En fait, ce qui permet à HARDCORE HENRY de fonctionner, c’est sa grammaire vidéoludique. Le risque est évidemment qu’il FAUT maîtriser cette grammaire pour apprécier le film à sa juste valeur.
L’exemple le plus concret sera le scénario du film qu’il sera assez facile de critiquer. Celui-ci se résume effectivement à un prétexte tout ce qu’il y a de plus bateau et couillon : un mec surhumain veut retrouver sa meuf et se bat contre des méchants… Pourtant, à l’instar d’un Fury Road ou des classiques Bioshock ou Last of Us, ce sont les environnements et les actions des personnages qui racontent l’univers, celui-ci étant par conséquent assez dense, à l’inverse de l’histoire. Puis de toutes façons comme dans la plupart des titres AAA*, le scénario en tant que tel est accessoire par rapport à « l’expérience de jeu ». Il n’est alors pas un problème de lier deux séquences d’action par des « cinématiques » plus ou moins courtes, où PNJs (et téléphones) donnent succinctement au joueur / spectateur, divers objectifs prétextes. Cela permet de maintenir un rythme très élevé (en moyenne, 2min d’exposition, pour 7-8min de scènes d’action discontinue, 9 fois d’affilée) même si par nature chapitrer de telle façon un récit amène une certaine répétitivité, en dépit de toute profondeur d’histoire ou de la générosité s’exprimant au travers de la variété des situations.
[toggler title= »HARDCORE HENRY : chapitres (SPOIL) » ]
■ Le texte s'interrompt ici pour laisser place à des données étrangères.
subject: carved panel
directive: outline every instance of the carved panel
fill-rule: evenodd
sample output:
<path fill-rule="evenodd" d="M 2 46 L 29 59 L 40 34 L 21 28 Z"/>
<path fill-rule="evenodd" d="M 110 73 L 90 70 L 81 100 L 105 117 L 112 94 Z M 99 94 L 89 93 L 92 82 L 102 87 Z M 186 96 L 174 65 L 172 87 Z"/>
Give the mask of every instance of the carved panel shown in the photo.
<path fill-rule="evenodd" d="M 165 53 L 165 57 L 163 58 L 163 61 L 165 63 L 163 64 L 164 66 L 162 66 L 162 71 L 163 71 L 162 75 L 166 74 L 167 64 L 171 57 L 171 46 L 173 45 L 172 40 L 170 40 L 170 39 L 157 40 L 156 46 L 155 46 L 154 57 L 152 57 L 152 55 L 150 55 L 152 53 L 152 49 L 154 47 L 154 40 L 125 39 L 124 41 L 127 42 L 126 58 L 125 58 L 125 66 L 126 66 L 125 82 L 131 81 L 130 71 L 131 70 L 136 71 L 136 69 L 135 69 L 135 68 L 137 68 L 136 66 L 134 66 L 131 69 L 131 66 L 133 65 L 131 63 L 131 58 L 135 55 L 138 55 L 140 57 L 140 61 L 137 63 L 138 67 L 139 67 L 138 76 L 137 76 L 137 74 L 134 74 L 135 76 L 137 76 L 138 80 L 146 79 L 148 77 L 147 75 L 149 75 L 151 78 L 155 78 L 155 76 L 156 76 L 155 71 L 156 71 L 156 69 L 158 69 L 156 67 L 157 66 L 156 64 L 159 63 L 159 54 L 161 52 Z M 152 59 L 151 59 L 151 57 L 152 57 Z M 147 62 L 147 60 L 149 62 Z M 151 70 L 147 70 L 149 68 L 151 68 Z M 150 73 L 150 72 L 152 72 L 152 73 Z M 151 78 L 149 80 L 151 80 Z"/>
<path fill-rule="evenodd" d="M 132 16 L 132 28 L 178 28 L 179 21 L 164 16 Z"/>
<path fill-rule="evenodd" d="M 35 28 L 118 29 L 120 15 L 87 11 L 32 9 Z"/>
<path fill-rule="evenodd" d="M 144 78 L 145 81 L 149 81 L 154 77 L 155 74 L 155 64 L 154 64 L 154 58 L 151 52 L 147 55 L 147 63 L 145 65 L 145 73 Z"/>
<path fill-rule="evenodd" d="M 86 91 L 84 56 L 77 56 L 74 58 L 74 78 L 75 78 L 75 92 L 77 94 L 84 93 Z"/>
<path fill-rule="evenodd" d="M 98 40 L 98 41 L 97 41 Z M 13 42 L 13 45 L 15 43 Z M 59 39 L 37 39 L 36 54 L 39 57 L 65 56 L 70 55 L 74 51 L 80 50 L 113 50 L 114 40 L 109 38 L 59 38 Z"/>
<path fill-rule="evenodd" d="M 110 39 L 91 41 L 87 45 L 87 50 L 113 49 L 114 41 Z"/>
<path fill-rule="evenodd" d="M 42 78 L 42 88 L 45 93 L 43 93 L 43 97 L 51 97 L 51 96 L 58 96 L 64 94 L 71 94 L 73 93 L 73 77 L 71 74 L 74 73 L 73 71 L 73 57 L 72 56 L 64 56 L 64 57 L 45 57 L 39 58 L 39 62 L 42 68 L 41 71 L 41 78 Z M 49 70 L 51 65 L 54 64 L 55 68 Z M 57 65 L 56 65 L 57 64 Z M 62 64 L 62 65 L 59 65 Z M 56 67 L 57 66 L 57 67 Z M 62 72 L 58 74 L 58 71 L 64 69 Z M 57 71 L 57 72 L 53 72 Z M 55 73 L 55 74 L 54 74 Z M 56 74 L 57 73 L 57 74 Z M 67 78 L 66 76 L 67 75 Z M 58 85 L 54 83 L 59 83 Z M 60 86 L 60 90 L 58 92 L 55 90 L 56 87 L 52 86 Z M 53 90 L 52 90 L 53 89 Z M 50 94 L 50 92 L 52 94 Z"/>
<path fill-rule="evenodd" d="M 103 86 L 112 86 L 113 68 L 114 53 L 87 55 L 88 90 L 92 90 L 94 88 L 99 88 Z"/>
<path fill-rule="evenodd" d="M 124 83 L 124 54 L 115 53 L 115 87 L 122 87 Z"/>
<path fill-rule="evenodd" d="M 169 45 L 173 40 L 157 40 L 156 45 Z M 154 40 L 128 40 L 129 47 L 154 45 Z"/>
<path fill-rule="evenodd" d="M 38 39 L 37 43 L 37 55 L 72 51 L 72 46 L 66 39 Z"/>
Intro / 1er chapitre – le labo
– réveil; introduction du premier PNJ : Estelle;
– attaque;
– BOSS : Akan (N°1), le bad guy nemesis
– fuite
2ème chapitre : l’extérieur
– introduction d’un nouveau personnage : le bad guy bis
– 1er combat
– 1ere utilisation de l’environnement
– Deus Ex Machina / fuite
– introduction du nouveau personnage : James
– nouvel objectif: trouver une batterie
– attaque(s) surprise(s)
– trouver X au Xème étage d’un hotel (niveau vertzical)
– BOSS: poursuivre X dans les rues de la ville
4ème chapitre : le strip club
– nouvel objectif: retrouver James au strip club (niveau d’exploration)
– survivre à l’attaque
– BOSS: Akan (n°2)
– fuite
5ème chapitre : l’autoroute
– Présentation d’un nouveau personnage: une amazone (?)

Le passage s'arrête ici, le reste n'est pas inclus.